Room is way too bright.


Question?
Unfortunately, my listening room has a lot of windows.

I’m happy with my system, but I need to decrease the higher frequencies at bit.
What is the best and most cost effective way of achieving that?

 

 

 

lovehifi22

You should consider BACCH4MAC.... their room correction software (ORC) is amazing.... I have an office with windows along both sides and it fixed everything as well as made the speakers completely disappear...  most incredible technology I have ever heard 

Theoretica Applied Physics BACCH4Mac Stereo Purifier Review - The Absolute Sound

 

Here is a small trick that can help you in this journey. Stand or sit in the listening position and clap your hands loudly once. Listen for the effect. If you get a jittery echo as the sound fades away that is a problem. It is called "slap echo." Now walk around your room and do the hand clap and listen. Get a sense for how the decay is different at different locations. Your master bath is a good place to hear the extreme situation of a very live space with poor acoustics.

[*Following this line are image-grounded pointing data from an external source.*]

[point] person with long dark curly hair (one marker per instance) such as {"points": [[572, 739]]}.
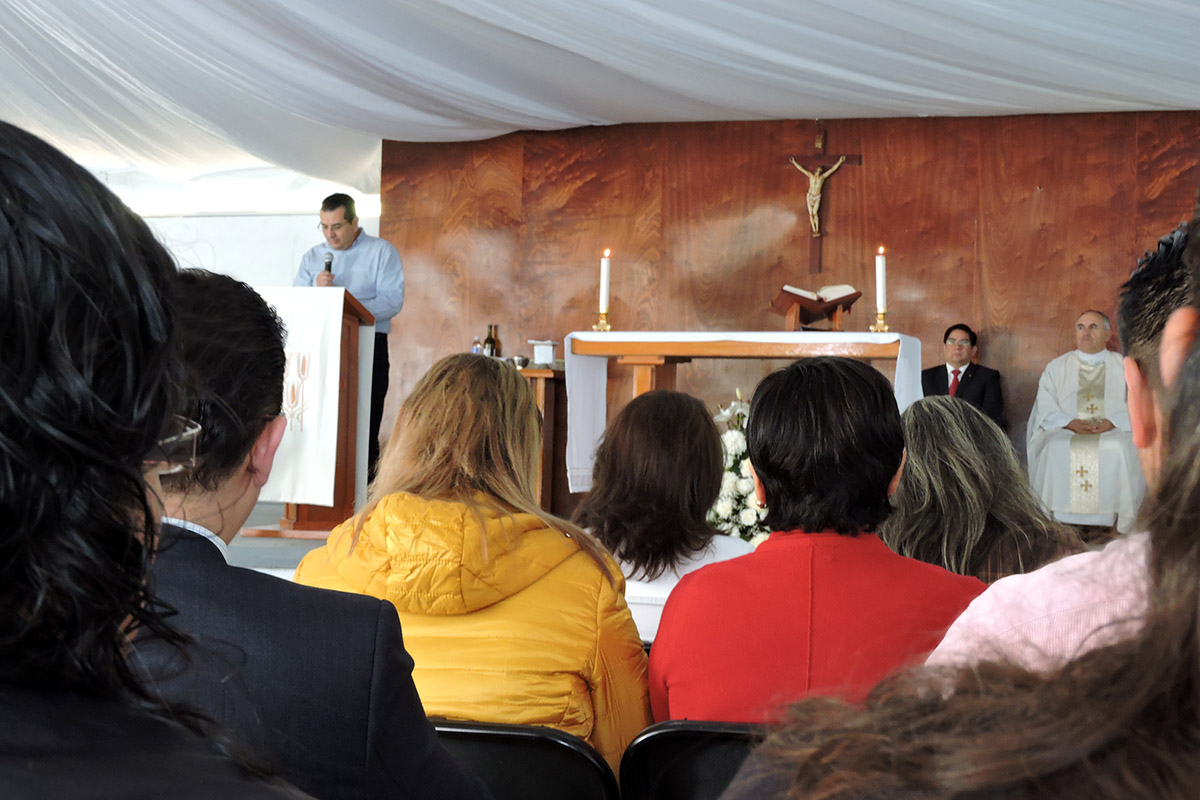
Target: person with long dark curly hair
{"points": [[88, 388], [1117, 717], [658, 470]]}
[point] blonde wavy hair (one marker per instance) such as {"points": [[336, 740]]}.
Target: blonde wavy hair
{"points": [[471, 432], [964, 501]]}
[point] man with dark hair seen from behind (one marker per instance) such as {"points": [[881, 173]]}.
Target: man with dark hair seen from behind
{"points": [[89, 388], [315, 681], [963, 378], [1050, 615], [369, 268]]}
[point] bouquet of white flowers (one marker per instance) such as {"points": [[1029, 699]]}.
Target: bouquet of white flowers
{"points": [[736, 511]]}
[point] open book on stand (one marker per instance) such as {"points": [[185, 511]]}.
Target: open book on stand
{"points": [[803, 307]]}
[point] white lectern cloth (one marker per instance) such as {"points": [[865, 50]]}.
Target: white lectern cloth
{"points": [[587, 377], [307, 455]]}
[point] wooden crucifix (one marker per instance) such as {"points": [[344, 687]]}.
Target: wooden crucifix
{"points": [[817, 176]]}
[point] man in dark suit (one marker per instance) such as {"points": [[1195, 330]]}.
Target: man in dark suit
{"points": [[963, 378], [316, 684]]}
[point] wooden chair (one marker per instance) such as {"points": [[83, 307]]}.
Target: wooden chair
{"points": [[520, 762], [682, 759]]}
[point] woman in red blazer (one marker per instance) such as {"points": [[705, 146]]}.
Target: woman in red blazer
{"points": [[822, 607]]}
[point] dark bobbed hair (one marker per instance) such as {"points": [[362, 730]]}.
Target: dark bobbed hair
{"points": [[88, 384], [1120, 721], [825, 439], [1161, 284], [340, 200], [657, 474], [960, 326], [964, 501], [232, 344]]}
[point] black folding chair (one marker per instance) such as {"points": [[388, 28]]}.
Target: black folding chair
{"points": [[520, 762], [682, 759]]}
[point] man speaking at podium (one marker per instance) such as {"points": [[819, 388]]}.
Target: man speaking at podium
{"points": [[369, 268]]}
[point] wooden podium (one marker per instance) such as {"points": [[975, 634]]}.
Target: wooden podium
{"points": [[304, 517]]}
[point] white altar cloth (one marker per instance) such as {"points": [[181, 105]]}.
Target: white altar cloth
{"points": [[587, 377]]}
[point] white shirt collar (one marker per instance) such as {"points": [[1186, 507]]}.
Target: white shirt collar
{"points": [[201, 530]]}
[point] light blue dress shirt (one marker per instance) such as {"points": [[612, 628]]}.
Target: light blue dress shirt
{"points": [[369, 269]]}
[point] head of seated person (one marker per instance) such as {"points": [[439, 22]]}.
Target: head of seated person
{"points": [[232, 347], [510, 613], [1115, 722], [964, 501], [88, 386], [657, 474], [826, 446], [89, 379], [469, 432]]}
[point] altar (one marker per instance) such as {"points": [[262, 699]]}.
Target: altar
{"points": [[653, 356]]}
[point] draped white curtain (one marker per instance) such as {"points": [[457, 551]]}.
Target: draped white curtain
{"points": [[191, 86]]}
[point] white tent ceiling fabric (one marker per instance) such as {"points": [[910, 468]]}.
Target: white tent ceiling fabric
{"points": [[195, 86]]}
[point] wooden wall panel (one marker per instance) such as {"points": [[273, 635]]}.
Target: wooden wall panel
{"points": [[1013, 224]]}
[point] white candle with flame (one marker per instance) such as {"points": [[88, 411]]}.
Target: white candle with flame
{"points": [[604, 282], [881, 281]]}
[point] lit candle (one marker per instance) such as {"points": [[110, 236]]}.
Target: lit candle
{"points": [[604, 282], [881, 281]]}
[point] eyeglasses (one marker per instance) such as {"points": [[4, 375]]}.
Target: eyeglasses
{"points": [[175, 451]]}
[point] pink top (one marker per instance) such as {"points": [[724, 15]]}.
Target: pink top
{"points": [[1043, 619]]}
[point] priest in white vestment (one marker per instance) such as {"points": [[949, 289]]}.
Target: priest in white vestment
{"points": [[1083, 462]]}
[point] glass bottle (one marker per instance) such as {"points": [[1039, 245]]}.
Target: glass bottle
{"points": [[491, 346]]}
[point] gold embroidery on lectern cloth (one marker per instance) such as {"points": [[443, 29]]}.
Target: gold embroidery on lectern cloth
{"points": [[1085, 447]]}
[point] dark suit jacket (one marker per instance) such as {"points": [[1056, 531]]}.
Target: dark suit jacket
{"points": [[317, 683], [977, 385]]}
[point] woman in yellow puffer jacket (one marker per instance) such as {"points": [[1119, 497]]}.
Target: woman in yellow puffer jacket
{"points": [[509, 613]]}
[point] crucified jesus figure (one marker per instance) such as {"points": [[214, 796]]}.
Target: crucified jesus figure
{"points": [[816, 182]]}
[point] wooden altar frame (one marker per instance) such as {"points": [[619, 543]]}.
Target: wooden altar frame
{"points": [[654, 362], [305, 521]]}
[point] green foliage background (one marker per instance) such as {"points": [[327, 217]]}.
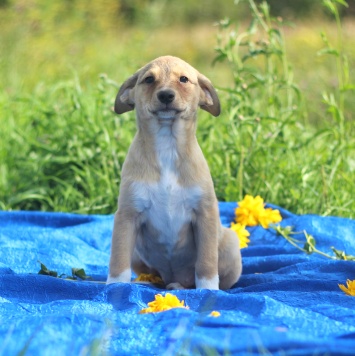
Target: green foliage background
{"points": [[286, 131]]}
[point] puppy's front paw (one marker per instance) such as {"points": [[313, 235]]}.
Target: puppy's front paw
{"points": [[207, 283], [124, 277]]}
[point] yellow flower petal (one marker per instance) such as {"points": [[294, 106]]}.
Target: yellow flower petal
{"points": [[162, 303], [242, 234], [251, 212], [269, 216], [350, 289]]}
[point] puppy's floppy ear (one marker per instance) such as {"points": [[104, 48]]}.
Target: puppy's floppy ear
{"points": [[124, 101], [208, 96]]}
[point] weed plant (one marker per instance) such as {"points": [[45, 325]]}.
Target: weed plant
{"points": [[62, 147]]}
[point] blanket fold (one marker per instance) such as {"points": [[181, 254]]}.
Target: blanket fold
{"points": [[286, 302]]}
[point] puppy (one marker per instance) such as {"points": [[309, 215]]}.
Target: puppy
{"points": [[167, 221]]}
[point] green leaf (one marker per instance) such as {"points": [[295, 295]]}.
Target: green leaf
{"points": [[79, 272], [47, 272], [310, 245], [340, 255]]}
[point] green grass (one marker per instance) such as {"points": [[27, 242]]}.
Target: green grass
{"points": [[286, 131]]}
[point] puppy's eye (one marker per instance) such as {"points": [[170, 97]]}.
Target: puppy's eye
{"points": [[149, 80]]}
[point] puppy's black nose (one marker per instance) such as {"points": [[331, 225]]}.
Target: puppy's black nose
{"points": [[166, 96]]}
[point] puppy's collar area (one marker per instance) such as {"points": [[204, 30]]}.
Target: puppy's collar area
{"points": [[167, 114]]}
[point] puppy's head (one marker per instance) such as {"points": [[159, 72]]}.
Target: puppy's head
{"points": [[165, 89]]}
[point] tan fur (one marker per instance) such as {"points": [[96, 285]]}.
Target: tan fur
{"points": [[202, 249]]}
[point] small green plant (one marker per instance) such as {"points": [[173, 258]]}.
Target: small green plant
{"points": [[309, 243], [76, 273]]}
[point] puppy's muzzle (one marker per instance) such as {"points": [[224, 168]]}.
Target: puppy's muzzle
{"points": [[166, 96]]}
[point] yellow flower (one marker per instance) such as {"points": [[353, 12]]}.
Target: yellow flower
{"points": [[242, 234], [162, 303], [350, 289], [269, 216], [147, 277], [215, 314], [251, 212], [248, 210]]}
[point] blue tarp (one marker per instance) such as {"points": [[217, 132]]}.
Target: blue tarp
{"points": [[286, 302]]}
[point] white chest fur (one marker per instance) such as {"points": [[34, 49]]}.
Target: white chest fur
{"points": [[165, 204]]}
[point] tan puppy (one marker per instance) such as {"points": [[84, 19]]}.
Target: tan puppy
{"points": [[167, 221]]}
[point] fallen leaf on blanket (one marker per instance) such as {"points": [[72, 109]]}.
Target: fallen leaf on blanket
{"points": [[242, 234], [148, 277], [215, 314], [47, 272], [79, 272], [163, 303], [350, 289]]}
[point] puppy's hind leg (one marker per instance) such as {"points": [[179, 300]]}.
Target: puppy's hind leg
{"points": [[229, 259]]}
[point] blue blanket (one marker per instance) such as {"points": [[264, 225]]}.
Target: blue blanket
{"points": [[286, 302]]}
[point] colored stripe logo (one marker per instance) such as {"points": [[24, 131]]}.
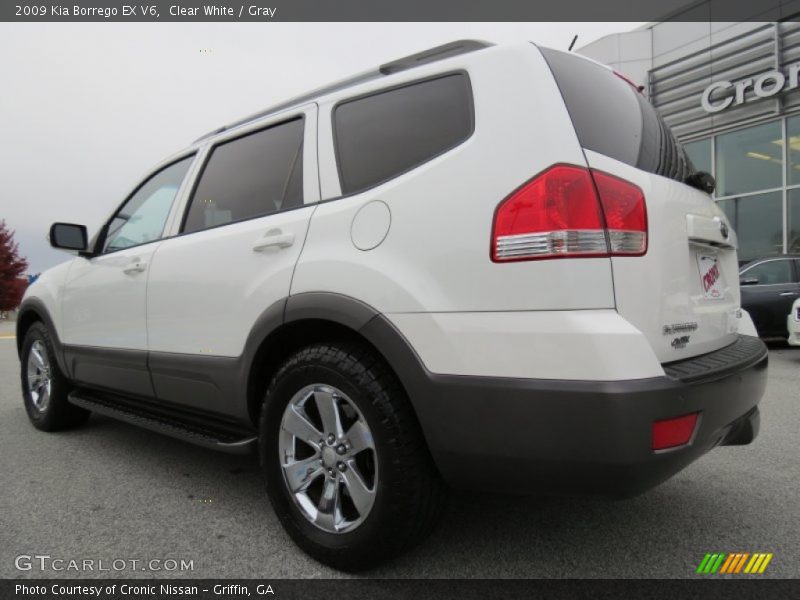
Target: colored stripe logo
{"points": [[734, 563]]}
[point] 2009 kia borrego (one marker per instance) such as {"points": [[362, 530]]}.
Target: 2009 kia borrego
{"points": [[483, 266]]}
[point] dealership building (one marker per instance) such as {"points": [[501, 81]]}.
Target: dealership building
{"points": [[730, 93]]}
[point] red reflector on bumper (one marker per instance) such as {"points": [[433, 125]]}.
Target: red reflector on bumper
{"points": [[670, 433]]}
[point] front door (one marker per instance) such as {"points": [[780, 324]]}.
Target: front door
{"points": [[233, 257], [104, 302]]}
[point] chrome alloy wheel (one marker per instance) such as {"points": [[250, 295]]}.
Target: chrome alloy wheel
{"points": [[328, 458], [40, 379]]}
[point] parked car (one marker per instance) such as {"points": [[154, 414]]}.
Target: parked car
{"points": [[793, 324], [478, 266], [769, 286]]}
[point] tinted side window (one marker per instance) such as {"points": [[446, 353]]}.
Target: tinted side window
{"points": [[611, 118], [143, 216], [771, 272], [385, 134], [250, 176]]}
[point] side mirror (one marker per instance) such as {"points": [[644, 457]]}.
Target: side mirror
{"points": [[702, 181], [68, 236]]}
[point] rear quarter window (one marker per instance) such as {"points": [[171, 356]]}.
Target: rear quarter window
{"points": [[384, 134], [611, 118]]}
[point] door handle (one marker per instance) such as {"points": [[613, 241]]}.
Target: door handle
{"points": [[275, 238], [135, 266]]}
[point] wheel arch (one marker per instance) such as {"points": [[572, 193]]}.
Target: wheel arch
{"points": [[33, 310], [314, 317]]}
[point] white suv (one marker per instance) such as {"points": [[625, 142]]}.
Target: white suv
{"points": [[480, 265]]}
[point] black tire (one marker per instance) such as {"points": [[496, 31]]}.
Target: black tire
{"points": [[58, 414], [409, 494]]}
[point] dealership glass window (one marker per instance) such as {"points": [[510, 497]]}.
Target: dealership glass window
{"points": [[758, 222], [793, 151], [793, 222], [700, 154], [748, 160]]}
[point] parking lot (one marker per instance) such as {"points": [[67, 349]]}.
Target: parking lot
{"points": [[111, 492]]}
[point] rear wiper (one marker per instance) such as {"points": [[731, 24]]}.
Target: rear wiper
{"points": [[702, 181]]}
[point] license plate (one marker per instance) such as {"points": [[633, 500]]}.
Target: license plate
{"points": [[710, 277]]}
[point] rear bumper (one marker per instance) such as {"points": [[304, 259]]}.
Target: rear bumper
{"points": [[553, 436]]}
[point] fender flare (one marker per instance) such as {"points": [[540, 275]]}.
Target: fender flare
{"points": [[378, 331], [37, 307]]}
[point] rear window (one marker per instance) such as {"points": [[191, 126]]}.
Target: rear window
{"points": [[388, 133], [611, 118]]}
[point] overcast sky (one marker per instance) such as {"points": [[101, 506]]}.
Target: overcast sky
{"points": [[87, 108]]}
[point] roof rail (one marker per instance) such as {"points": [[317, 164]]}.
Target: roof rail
{"points": [[432, 55], [408, 62]]}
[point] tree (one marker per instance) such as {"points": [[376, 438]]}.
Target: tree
{"points": [[12, 266]]}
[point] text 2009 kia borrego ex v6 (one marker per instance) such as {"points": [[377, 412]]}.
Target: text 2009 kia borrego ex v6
{"points": [[480, 266]]}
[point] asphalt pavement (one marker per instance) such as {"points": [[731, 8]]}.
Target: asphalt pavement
{"points": [[112, 492]]}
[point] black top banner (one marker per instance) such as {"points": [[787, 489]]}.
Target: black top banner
{"points": [[397, 10]]}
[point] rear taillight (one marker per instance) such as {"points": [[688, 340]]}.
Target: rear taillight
{"points": [[568, 212]]}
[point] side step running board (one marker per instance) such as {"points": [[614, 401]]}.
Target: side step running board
{"points": [[201, 436]]}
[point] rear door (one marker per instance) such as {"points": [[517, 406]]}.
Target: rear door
{"points": [[233, 255], [769, 288], [683, 293]]}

Now do that in several other rooms in your house. Listen for the quality of the decay. Does the decay happen quickly or do you hear a slap echo during a longer decay. Take some time and get a sense of the acoustics of your rooms and their properties.

For your listening room the quality of the decay is the critical factor you will be managing. You want a clean decay without slap echo that is fairly short. Try hanging some double or triple folded blankets on your windows and the walls in various places. As you add material do the slap test to hear the effect on your room's acoustics. Now you are ready to listen to music. Find out what your system sounds like in a deader (is that a word?) space.

I strongly urge you to work on room acoustics before you try EQ, cables, or room correction. You cannot cure poor room acoustics with any of these things. Once you get a good idea of how much sound absorption you need you can work with your significant other to figure out the decorating/absorption compromise. There are a bunch of companies that make this stuff including acoustic curtains and there are many solutions available that can look nice.

If this is your main living area you will also gain the benefit from better acoustics in everyday activities such as watching TV and especially, converation with several people in the room. It is easier to understand what people are saying if the echo is controlled.

Hope this helps.

I had a similar issue. My listening room is 16' wide by 33' long. It is an "A" frame with 12:12 pitch and no truss cross members. each end of the "A" frame is all glass. The floors are Oak Hardwood and the ceiling is Cedar planks. We have a large masonry fire place in the middle centered in the 16' width of the room about 2/3 back from the front wall where the speakers sit. Yes, a very reflective room, but a very good listening room. we treated the front windows with horizontal accordion blinds, the floor has a large wool rug and we have some large fabric paintings on walls. I also included a Schiit Loki Max, started with everything neutral and dialed down just a bit of the top end. Room sounds fantastic. I'm currently designing a kitchen addition and new listening room but it will be similar to the current one, simply adding the room to the end of the "A" frame but a bit wider with more non- glass corners for behind the speakers. Try the blinds, they fold away nicely so you can enjoy your views when you want to.

@panzrwagn has it right.  

 

The acoustics treatment route is the only way out.  If it were my space, heavy theater curtain type drapes (so you can completely close all the glass off) would be step one.  That will cost a more than the speakers probably.   Then progressively more treatment on the floor (rugs) ceiling (cloud/panels), until the reflections are tamed down enough to get a decent balance.  After all that, if it still isn't great then correction software like Trinnov (that works on good rooms and speakers to amp them better) would be worth trying out.  

"Room correction" is a complete misnomer as you cannot correct physical acoustical problems without changing the physical properties of the space.  Electronics cannot fix room issues, it can make them less apparent in one or two locations but it will never "correct"/ "fix" them.  We work with Trinnov on the pro side and there this type of software is called room optimization-which works on the way the speaker sound and the room sound combine with each other and create a third sound, the sound you hear.

Brad 

I feel your pain! My listening room has 2 4x10 floor to ceiling windows, hardwood floors, and a stone wall at one end. It was bright. 1st reflection is the stone wall on one side, then an open doorway on the other side. 

1. rugs, blankets over furniture. 

2. window treatments, fabric blinds works well, but you get no light (also affects plants) added blackout curtains (they are super heavy, made to absorb sound) also added shear coverings over the entire window. 

3. Fabric wall hangings. Have a few canvas pictures up, packed the backs with rock wool. There are 2 just behind each speaker. Along the long walls to my listening position. 

4. big plants. Have huge fern, a palm, other plants, they really do make a difference, and warm up the room. 

5. Weirdly, my record collection along the wall, helped calm the room down. 

6. Added L-Pads to my tweeters. Not sure this is really a thing, as they are replacement tweeters that are +6db louder, kind of needed to be done. 

I'm very interested in the ZW-damping disk. What are they made from? Are they just Sorbothane disk? Windows absorb resonate and reflect so much sound!